Боец в эти сети не попал.

К концу июня стало ясно, что следствие топчется на месте. Работа продолжалась, но жизнь подкидывала новые дела, которые тоже требовали времени и сил. Пресса вспоминала о «гремовской бойне» все реже, а если вопросы о деле иногда и задавались на брифингах, руководители и ГУВД, и прокуратуры убедительно отвечали: «Имеются серьезные сдвиги. В интересах следствия мы не можем сейчас раскрывать оперативную информацию, но можно уверенно говорить о скором завершении дела».

А врать— то нехорошо!

Экипировка и содержимое сумки убитого в поселке Гремово сотрудника ГРУ Александра Карловича Берга наводило на определенные размышления. Помимо разобранной винтовки со снайперской системой ночного видения в сумке лежали микрофон направленного действия, инфракрасный бинокль, маска. Все, кроме бинокля, иностранного производства. В двадцати метрах от машины нашли выброшенный в канаву радиовзрыватель израильского производства. Ползунок переведен в положение «Р». Два пистолета, один, опять же, импортный. Два удостоверения… бронежилет… С таким снаряжением на пикник не ездят.

Следствием по делу об убийстве сотрудника ГРУ занималось ФСБ. Официально «дело Берга» никак не связывали с «делом Хайрамова». Это для обывателей. Версия о причастности Берга напрашивалась сама собой. Она прямо-таки лежала на поверхности. Руоповский капитан засек «шестерку» грушника на Комсомольской за пять минут до взрыва. В машине были двое. Лиц в темноте, конечно, не рассмотреть. Ехали медленно, можно предположить — проводили разведку.

Практическая деятельность разведки и контрразведки знает множество случаев поразительных совпадений, невероятных роковых комбинаций. Все так, однако…

Убийство офицера ГРУ — всегда чрезвычайное событие. Расследование по такого рода делам может иметь две различные цели. Одна — установление истины. Другая — сокрытие истины. Тут уж все зависит от мотивов заинтересованных лиц и организаций.

Следственная служба ФСБ проверяла все те же версии, что и РУОП. А также те, которые в компетенцию МВД не входят. Налицо было явное дублирование, распыление сил, но специфика взаимоотношений ведомств — штука тонкая. Только благодаря тому рабочему контакту, который сложился между Любушкиным и Петровым, потери удалось свести к минимуму.
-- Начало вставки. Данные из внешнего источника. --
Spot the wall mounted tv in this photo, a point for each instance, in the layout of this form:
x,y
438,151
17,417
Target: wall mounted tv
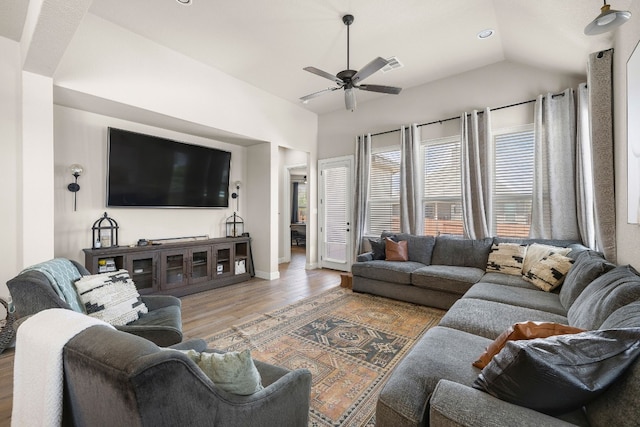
x,y
148,171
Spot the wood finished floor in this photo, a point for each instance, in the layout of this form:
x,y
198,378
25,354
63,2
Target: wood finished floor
x,y
208,312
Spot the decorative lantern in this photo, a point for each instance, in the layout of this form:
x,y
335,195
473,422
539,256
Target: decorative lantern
x,y
235,226
105,232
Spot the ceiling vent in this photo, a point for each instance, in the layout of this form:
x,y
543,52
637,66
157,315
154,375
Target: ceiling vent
x,y
394,63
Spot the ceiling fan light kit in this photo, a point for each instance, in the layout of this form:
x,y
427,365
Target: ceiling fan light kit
x,y
348,79
608,20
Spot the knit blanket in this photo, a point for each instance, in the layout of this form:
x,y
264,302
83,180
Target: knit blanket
x,y
38,368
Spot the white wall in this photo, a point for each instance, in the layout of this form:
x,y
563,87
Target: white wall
x,y
495,85
628,235
10,131
81,137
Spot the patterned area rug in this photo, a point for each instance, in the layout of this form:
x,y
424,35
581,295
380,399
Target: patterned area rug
x,y
350,342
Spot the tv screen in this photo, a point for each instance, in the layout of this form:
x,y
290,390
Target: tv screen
x,y
148,171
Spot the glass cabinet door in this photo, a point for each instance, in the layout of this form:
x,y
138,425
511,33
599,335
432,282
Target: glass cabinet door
x,y
174,269
142,268
200,270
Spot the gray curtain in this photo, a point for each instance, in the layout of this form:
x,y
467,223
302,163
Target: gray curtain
x,y
411,218
600,83
363,167
475,134
584,170
553,212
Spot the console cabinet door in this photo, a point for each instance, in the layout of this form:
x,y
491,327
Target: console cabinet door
x,y
143,269
174,268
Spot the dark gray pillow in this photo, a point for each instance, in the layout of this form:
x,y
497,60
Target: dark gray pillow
x,y
589,266
562,373
603,296
461,252
378,250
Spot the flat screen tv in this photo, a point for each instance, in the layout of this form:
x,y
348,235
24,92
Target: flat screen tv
x,y
148,171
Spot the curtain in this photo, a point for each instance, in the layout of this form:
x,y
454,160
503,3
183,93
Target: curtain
x,y
363,167
411,218
474,135
553,212
294,204
584,171
600,84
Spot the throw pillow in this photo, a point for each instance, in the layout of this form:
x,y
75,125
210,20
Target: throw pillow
x,y
234,372
537,251
506,258
111,297
396,251
523,331
549,272
377,248
562,373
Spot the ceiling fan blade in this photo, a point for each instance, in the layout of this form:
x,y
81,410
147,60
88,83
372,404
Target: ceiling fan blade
x,y
382,89
306,98
319,72
369,69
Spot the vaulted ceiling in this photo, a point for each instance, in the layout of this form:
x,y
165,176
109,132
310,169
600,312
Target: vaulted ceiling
x,y
267,43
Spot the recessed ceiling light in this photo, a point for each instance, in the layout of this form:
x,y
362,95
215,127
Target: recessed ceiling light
x,y
485,34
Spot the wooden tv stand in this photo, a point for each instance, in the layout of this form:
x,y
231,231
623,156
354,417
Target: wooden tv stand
x,y
178,268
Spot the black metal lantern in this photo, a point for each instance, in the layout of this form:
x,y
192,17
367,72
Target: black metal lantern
x,y
235,225
105,232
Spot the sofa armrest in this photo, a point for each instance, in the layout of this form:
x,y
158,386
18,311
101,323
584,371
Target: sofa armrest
x,y
454,404
367,256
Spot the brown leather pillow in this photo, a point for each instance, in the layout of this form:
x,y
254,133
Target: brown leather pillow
x,y
396,251
523,331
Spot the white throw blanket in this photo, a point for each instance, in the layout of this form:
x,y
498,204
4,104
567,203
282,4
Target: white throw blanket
x,y
38,369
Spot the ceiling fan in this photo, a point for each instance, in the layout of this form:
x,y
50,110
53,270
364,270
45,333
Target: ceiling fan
x,y
349,79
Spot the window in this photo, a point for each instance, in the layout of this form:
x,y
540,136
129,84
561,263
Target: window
x,y
512,183
384,191
442,192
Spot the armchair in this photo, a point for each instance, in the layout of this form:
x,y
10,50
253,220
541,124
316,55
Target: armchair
x,y
112,378
32,292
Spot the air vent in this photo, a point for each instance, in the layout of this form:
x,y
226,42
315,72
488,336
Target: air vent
x,y
394,64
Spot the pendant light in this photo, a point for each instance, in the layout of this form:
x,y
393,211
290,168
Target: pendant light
x,y
607,20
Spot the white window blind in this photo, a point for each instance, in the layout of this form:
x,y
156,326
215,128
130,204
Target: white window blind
x,y
513,183
384,191
442,192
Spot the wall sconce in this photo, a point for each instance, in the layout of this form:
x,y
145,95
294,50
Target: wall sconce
x,y
236,195
76,170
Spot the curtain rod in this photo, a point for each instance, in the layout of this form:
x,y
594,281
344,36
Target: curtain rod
x,y
457,117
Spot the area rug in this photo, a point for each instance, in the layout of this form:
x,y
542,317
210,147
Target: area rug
x,y
350,342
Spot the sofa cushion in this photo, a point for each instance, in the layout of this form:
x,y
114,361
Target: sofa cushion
x,y
603,296
420,247
523,331
440,353
111,297
549,272
536,252
378,248
506,258
589,265
387,271
446,278
507,280
522,297
396,251
461,252
489,319
562,373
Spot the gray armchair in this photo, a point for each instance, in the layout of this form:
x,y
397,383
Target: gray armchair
x,y
32,292
112,378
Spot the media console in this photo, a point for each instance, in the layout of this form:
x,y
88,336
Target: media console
x,y
178,268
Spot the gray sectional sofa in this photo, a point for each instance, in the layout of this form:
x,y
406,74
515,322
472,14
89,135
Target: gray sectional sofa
x,y
436,384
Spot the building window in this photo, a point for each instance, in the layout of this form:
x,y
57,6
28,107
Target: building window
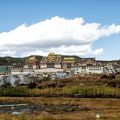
x,y
68,65
50,65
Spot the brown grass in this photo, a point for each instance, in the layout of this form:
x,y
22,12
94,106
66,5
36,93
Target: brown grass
x,y
84,108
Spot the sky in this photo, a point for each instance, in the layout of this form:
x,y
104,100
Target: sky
x,y
86,28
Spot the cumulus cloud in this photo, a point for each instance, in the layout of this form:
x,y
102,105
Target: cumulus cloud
x,y
59,35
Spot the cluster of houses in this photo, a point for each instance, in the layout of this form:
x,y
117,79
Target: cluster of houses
x,y
57,66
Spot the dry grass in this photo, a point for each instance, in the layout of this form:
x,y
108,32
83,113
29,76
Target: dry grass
x,y
84,108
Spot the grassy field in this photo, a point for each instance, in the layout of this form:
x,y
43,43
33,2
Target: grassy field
x,y
100,94
82,108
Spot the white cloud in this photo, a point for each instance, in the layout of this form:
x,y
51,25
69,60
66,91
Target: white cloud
x,y
59,35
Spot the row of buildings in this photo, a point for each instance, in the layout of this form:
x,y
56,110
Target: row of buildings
x,y
55,66
54,63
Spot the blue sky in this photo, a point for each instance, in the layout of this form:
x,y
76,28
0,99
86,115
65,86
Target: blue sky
x,y
26,13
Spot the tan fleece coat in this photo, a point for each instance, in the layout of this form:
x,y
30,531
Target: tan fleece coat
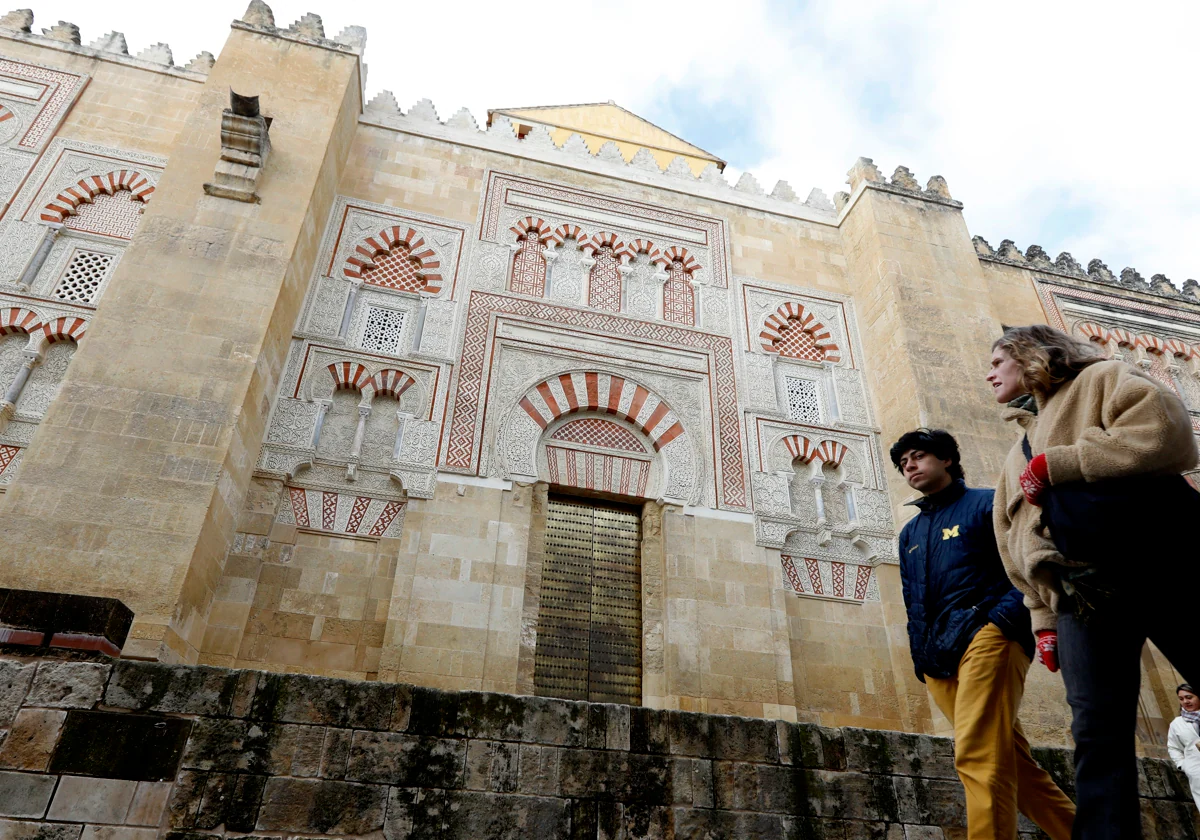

Род деятельности майора Берга наложил отпечаток на весь ход следствия. Даже сотрудникам ФСБ было нелегко пробиваться сквозь ту оспу секретности, которую возвели вокруг убитого «коллеги». Если бы не это неявное, но реальное противодействие (как бы и не противодействие даже, а… сотрудничество!), следаки следственной службы имели все шансы выйти на след Котова гораздо раньше. В службе работали профессионалы. Люди, уже прошедшие жестокий отбор оголтелой травлей восьмидесятых и начала девяностых. Кому-то сильно мешала организованная, почти некоррумпированная, высокоэффективная система ГБ. Ее постоянно пытались привести к общему знаменателю. Для этого были хороши все средства. Вот их набор: постоянные реформы, реорганизации, калейдоскопически быстрая смена руководителей и самого названия. Да жесточайший психологический прессинг, да сокращение финансирования, да потеря большей части агентуры. Да в придачу те огромные оклады, которые предлагали вместе с высокими постами в службах безопасности коммерческих банков.

Самая решительная атака была предпринята на ГБ после октябрьских событий девяносто третьего. Ликующим победителям показалось: настал подходящий момент добить гиганта окончательно. Провести тотальную «аттестацию» сотрудников (читай: расправиться с нелояльными), отобрать «несвойственные функции», то бишь следствие. На какое-то время и отобрали. Адвокаты подследственного контингента тогда бросали следакам в лицо: «А с вами я и разговаривать не буду. Вы, гражданин, нонче — никто».

Было. В таких условиях те, кто послабей, ушли. Остались люди, работающие не за деньги, не за звания.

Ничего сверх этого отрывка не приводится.